For clarity in Figure-1 — I've labeled today's initial ECG to highlight the findings that "caught my eye".
Today's Initial ECG:
For an otherwise presumably healthy 30-year old man — there are some unusual findings in ECG #1. These include the following:
- A fairly marked sinus arrhythmia with bradycardia, and almost the pattern of "group" beating in the long lead rhythm strip. P wave amplitude is reduced in virtually all leads — with comparable small size of the upright P waves in lead I as in lead II, making me question whether this truly is a sinus rhythm? — vs a low atrial rhythm? — vs the possibility of LA-LL Reversal? (See My Comment in the June 25, 2024 post for changes with LA-LL reversal). The above said — this is not necessarily an abnormal rhythm in a young adult.

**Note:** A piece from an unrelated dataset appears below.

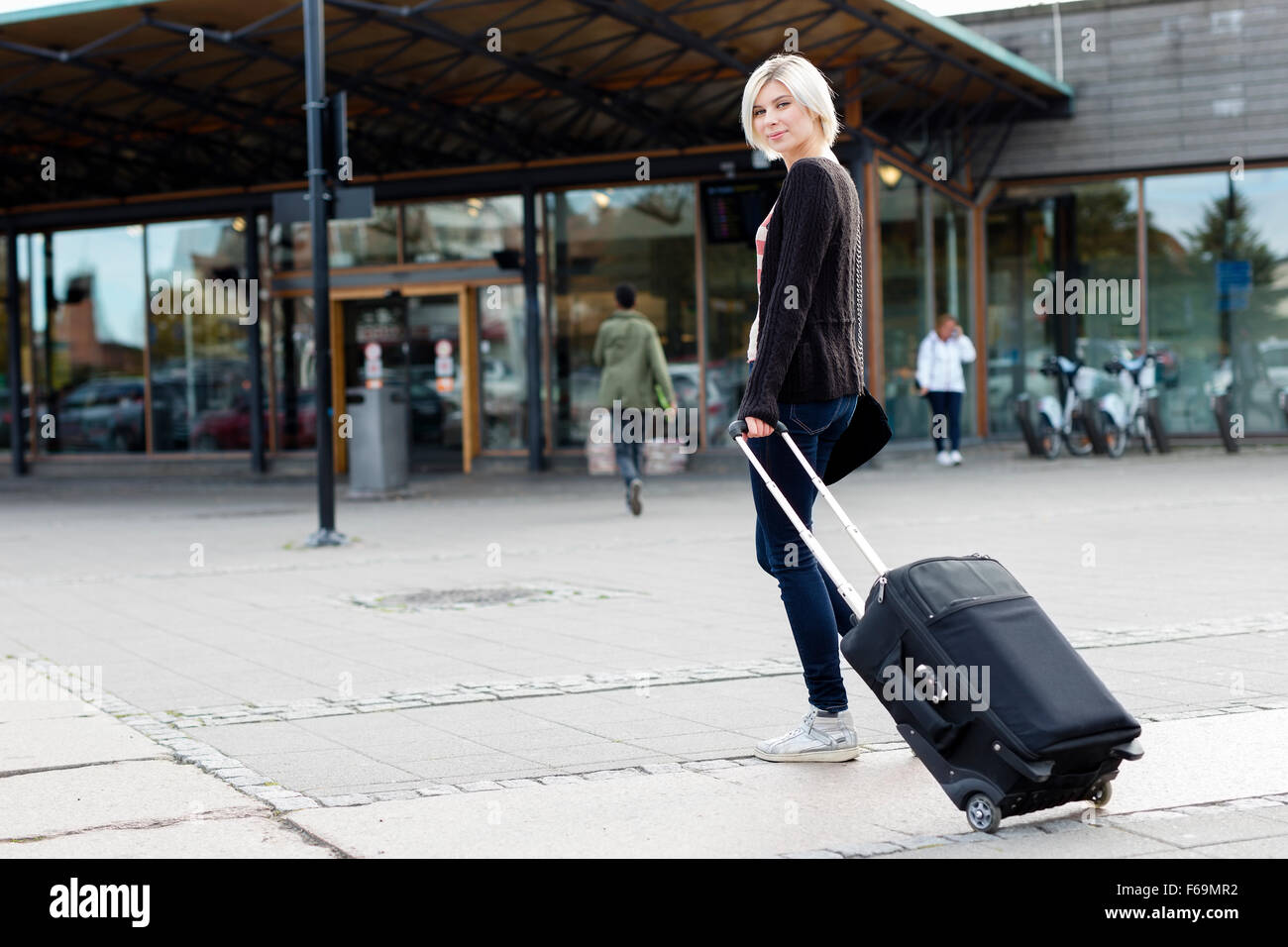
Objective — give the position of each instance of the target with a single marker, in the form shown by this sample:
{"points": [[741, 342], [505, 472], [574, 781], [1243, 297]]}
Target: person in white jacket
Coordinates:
{"points": [[940, 377]]}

- A 4-component rSR's' complex in lead V1. This is not a simple incomplete RBBB pattern, which should only consist of 3 components without a terminal s' deflection.

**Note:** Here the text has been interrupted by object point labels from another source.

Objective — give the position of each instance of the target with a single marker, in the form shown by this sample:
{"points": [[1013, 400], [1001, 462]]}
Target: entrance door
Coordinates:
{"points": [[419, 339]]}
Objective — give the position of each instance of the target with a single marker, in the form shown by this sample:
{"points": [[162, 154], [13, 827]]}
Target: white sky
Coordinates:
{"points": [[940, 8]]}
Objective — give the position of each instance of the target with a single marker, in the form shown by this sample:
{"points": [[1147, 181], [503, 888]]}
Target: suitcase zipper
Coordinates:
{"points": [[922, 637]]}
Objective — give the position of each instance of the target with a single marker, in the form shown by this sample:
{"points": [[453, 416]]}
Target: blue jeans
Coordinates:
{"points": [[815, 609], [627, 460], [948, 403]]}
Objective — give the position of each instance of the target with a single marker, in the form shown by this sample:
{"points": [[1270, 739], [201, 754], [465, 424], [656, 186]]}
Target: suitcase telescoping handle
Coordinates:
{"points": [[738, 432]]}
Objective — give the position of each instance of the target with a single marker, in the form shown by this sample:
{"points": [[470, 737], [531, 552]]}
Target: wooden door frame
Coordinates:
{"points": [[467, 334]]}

- A slender, but unusually deep Q wave in lead III (that is over 5 mm deep). Narrow Q waves are also seen in leads aVF and V6.

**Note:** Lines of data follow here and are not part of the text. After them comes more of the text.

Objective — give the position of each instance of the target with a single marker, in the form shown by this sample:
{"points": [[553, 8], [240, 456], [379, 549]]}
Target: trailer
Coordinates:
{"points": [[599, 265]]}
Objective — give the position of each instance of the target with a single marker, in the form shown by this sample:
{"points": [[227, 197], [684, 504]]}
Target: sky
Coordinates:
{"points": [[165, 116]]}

- Prominent J-point notching in leads I and aVL. These look a bit unusual, because we are not accustomed to seeing such deep S waves in these high-lateral leads. That said — this notching is usually a benign feature of repolarization variants, especially when associated with no more than modest ST elevation associated with an upward concavity (ie, "smiley" configuration), as seen here.
- From the perspective of a patient presenting to the ED with abdominal pain radiating to the chest — I found the flat (shelf-like) ST depression in lead aVF to be the most concerning feature in this tracing.
- J-point depression with a downsloping ST segment and biphasic T wave in lead III would have added to my concern if this ST-T wave picture in lead III was not the exact mirror-image opposite of what I perceived to be a benign picture of prominent J-point with smooth, upsloping ST elevation in lead aVL.
- Finally, though not more than minimally depressed — the flattened ST segment in lead V6 could be complementary to the ST depression seen in lead III.
Putting It All Together:
I thought the initial ECG in today's case was not "normal" for a man in his 30s.
- I did not think this initial tracing represented an acute OMI — because of the benign-looking appearance of J-point notching with upward sloping ST elevation in leads I,aVL.
- I wondered if some of the unusual QRS features in the limb leads could be the result of LA-LL reversal — so I would verify lead placement.
- That said — a form of limb lead reversal would not alter the 4-component rSR's' complex in lead V1, so the leads may be correctly placed.
- I'd want to know about the patient's body habitus (as possible explanation for some of the less usual ECG features).
- And then, I am left with that shelf-like ST segment depression in lead aVF — that is not usually part of the picture of a repolarization variant. And this patient did present to an ED with new symptoms of a "pressure" that radiates to the chest. Primarily for this reason — I was less than 100% certain about the diagnosis.
- BOTTOM LINE: I did not think ECG #1 represented an acute OMI. That said — I was less than 100% certain of that on the basis of the single initial ECG. As a result — I would: i) Repeat the ECG after verifying lead placement; — ii) Rule out acute OMI with 2 serial Troponins, as was done; — and, iii) Get an Echo to rule out any unexpected underlying structural disease (I find it insightful to always try to better understand why a non-OMI ECG may have unexpected features).